Today, it will be Twelfth Night. The Eve of Epiphany, when the Three Kings are supposed to have visited Jesus. Elsewhere, other Christmas visitors are still expected. In Italy children are expecting Befana. She was the hospitable lady who gave shelter to the Three Kings on their journey. They asked her to join them, but she declined as she had too much sweeping to do. Later, she regretted it. She climbed onto her broomstick and flew off to catch them up. She never found them. So now she flies around Italy on her broomstick on twelfth night looking for good children to give presents to, leaving a lump of coal for the bad ones. Meanwhile, children of the northern Alps would once have considered themselves lucky to get away with only a lump of coal. When I talked about Krampus, I mentioned his female companion Perchta, who was also keeping an eye on their behaviour. Goodness was rewarded with a silver coin. Anything less, particularly failure to spin the correct amount of wool or flax during the year, and you get your belly slit open, your guts pulled out and replaced with straw and pebbles.
Adults had a much happier time. Epiphany being the Feast of the Kings, on the preceding evening, anyone at the feast might be elected king for the night. Often the ‘king’ would be chosen by lottery. A large cake would be prepared and a single bean thrown into the batter. When the cake was divided amongst the revellers, whoever got the bean would be ‘King of the Bean’ and everyone had to do what he said. This even happened at royal courts. In 1521, King Francis I of France was injured by snowballs, apples and eggs in a mock battle against the King of the Bean. Tudor king, Henry VII was particularly fond of this tradition. The King and his highest courtiers would become peasants for the evening and some lowly person would be elected ‘Lord of Misrule’. He enjoyed it so much he elected an ‘Abbot of Unreason’ too. So did James IV of Scotland. King Henry VIII also enjoyed a Lord of Misrule and encouraged university colleges to elect their own. During the short reign of his son, Edward VI, things got a bit out of hand. In 1551/52 his Lord of Misrule, George Ferrers, a court poet, was accompanied by a large entourage. He had his own coat of arms, three pages, eight councillors, a clergyman, a philosopher, an astronomer, a poet, a physician, an apothecary, a master of requests, a lawyer, two gentleman, a couple of jugglers, acrobats and comic friars. He even entertained an ambassador, who spoke gibberish and had an interpretor to translate for him. They were all welcomed to the city by the London Sheriff’s own Lord of Misrule and given an official tour. After his sister Mary, a rather serious Catholic lady, became queen there was no more misruling at the royal court. Mary Queen of Scots though, had a Queen of the Bean for several years.
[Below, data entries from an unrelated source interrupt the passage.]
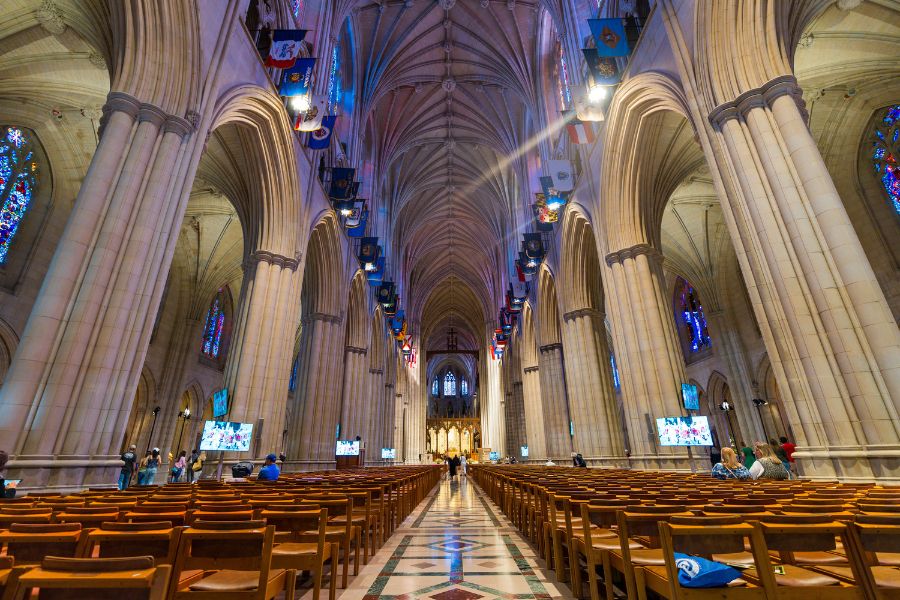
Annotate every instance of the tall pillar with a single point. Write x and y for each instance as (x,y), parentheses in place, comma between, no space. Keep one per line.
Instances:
(829,332)
(651,369)
(554,403)
(590,386)
(534,414)
(68,393)
(317,411)
(258,369)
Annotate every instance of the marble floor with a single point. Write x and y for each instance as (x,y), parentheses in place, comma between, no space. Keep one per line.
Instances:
(456,545)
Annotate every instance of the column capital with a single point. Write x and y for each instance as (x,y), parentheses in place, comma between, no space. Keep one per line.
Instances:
(273,259)
(310,318)
(620,256)
(762,96)
(584,312)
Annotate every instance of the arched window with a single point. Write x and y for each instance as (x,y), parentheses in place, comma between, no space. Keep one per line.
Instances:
(17,181)
(691,320)
(215,326)
(292,382)
(887,135)
(449,384)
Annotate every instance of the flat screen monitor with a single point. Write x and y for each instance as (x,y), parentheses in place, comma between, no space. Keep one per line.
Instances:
(224,435)
(684,431)
(347,448)
(220,403)
(690,396)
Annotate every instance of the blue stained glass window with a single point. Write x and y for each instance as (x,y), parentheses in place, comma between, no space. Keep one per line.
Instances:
(449,384)
(17,183)
(292,382)
(215,325)
(612,362)
(692,319)
(885,155)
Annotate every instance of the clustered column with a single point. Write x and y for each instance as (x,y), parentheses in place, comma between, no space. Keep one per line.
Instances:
(83,348)
(829,332)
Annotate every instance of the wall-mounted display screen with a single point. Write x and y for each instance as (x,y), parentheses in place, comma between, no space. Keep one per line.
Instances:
(223,435)
(347,448)
(684,431)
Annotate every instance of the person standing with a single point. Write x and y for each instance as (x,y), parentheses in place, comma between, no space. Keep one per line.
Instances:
(129,458)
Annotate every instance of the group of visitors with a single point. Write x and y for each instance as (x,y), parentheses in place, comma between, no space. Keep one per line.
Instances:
(765,460)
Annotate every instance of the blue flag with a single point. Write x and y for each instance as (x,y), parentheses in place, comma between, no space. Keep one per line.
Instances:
(604,70)
(297,80)
(609,35)
(320,139)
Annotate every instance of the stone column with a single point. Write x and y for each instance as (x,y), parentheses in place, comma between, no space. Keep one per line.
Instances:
(258,367)
(317,410)
(590,386)
(651,368)
(534,414)
(829,332)
(554,403)
(67,395)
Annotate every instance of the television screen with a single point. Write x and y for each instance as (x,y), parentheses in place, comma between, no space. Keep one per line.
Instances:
(690,396)
(347,448)
(223,435)
(220,403)
(684,431)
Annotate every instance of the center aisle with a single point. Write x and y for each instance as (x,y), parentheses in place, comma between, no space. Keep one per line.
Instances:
(455,546)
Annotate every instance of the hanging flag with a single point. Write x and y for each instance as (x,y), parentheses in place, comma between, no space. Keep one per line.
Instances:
(320,139)
(604,70)
(312,118)
(562,175)
(285,48)
(579,131)
(385,293)
(297,80)
(609,36)
(360,230)
(341,183)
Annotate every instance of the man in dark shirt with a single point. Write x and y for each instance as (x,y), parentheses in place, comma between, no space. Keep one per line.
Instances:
(129,458)
(270,471)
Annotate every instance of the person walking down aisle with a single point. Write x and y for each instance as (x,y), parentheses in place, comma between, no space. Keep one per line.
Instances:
(128,458)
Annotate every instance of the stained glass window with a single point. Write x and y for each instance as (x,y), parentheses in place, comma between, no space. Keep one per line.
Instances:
(292,382)
(17,182)
(885,155)
(449,384)
(215,325)
(692,321)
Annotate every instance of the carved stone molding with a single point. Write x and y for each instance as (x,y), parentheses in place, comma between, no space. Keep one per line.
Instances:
(762,96)
(51,18)
(621,256)
(584,312)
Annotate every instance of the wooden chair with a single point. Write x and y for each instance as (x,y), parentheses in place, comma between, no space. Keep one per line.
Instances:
(30,543)
(706,537)
(95,578)
(298,550)
(235,563)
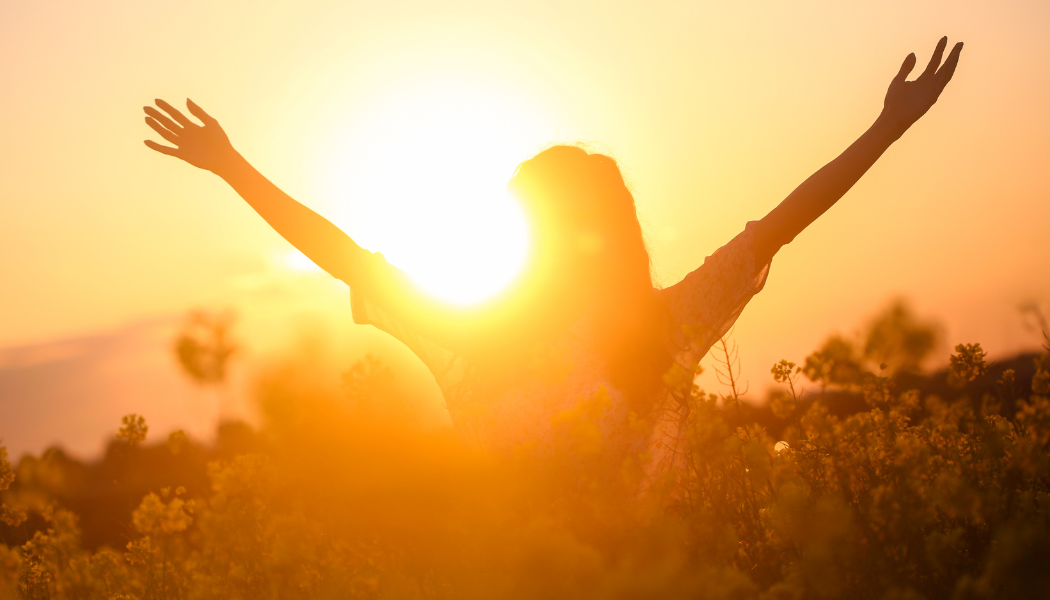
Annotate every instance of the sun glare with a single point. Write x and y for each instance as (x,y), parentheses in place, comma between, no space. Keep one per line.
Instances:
(421,174)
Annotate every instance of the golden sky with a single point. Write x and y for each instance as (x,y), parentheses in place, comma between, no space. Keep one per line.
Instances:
(715,111)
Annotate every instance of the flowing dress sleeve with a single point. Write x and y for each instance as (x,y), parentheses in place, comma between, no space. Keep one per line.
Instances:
(706,304)
(383,296)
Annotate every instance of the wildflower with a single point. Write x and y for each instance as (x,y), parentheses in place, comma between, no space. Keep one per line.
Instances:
(133,430)
(967,364)
(176,441)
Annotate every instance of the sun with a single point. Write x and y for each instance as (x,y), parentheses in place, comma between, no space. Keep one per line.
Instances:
(420,174)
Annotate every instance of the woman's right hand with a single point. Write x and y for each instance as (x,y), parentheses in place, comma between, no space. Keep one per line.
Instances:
(204,146)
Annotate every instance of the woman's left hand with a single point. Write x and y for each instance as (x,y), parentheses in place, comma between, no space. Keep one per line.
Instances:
(907,101)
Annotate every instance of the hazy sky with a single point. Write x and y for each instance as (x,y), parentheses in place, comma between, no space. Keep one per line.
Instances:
(715,110)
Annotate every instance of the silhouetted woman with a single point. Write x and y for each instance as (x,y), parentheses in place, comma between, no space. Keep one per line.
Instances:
(580,354)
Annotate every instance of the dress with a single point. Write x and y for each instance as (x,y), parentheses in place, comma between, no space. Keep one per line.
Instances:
(572,395)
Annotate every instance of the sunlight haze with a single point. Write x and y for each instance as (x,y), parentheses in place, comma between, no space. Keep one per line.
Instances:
(403,121)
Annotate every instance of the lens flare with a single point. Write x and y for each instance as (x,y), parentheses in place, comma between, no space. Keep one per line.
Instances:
(421,176)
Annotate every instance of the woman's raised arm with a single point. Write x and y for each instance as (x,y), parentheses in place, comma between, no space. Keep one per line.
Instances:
(208,147)
(906,101)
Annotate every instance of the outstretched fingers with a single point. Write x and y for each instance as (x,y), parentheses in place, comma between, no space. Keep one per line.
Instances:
(182,119)
(163,149)
(162,131)
(909,63)
(198,112)
(935,61)
(163,120)
(948,68)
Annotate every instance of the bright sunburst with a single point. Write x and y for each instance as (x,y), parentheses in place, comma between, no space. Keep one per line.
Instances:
(421,177)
However, the tradition continued at universities, at the Inns of Court and in private mansions. Sometimes the elected king would be lifted up to the ceiling to mark crosses on the rafters in chalk. This was supposed to protect the house from evil. A celebrated seventeenth century chef called Robert May includes in his book ‘The Accomplisht Cook’, preparations for a Twelfth Night feast that included a castle and ship made from pastry that fired cannons at each other, a pastry stag filled with claret, to look like blood, egg shells filled with rosewater for people to throw at each other and two pies with live birds and frogs inside. When these were cut open the frogs and birds were supposed to come out. The birds would fly up and the flapping of their wings would blow out the candles, everyone would be left in darkness with the flying birds and hopping frogs. This would, apparently, “cause much delight and pleasure to the whole company.”
After the Civil War, people were not so keen on a festival that was all about social upheaval, they’d had enough of it. The feast survived but in a rather more watered down form. The Twelfth Night cakes were still served, and were quite elaborate affairs, up until the nineteenth century. But often the king was chosen by drawing lots from a hat instead. There would be other roles too. People would stay in their allotted character for the rest of the evening. Sometimes, the bean was replaced by various charms baked into the cake which represented fortune in the year ahead. A ring stood for marriage, a thimble for spinsterhood. The tradition eventually became associated with Christmas puddings.
If you’re worried because you haven’t taken your Christmas decorations down yet, don’t. The superstition that it is bad luck to leave them up after twelfth night is a relatively recent one. Traditionally they come down at Candlemas, February 2nd. Christmas may be pretty much over for now but, if you live in a place where Mardi Gras is celebrated, tomorrow will be the start of Carnival season. Carnival means ‘farewell to meat’, Mardi Gras, ‘fat Tuesday’ (pancake day). So it’s time to start partying again and generally making the most of things before Ash Wednesday and the start of Lent.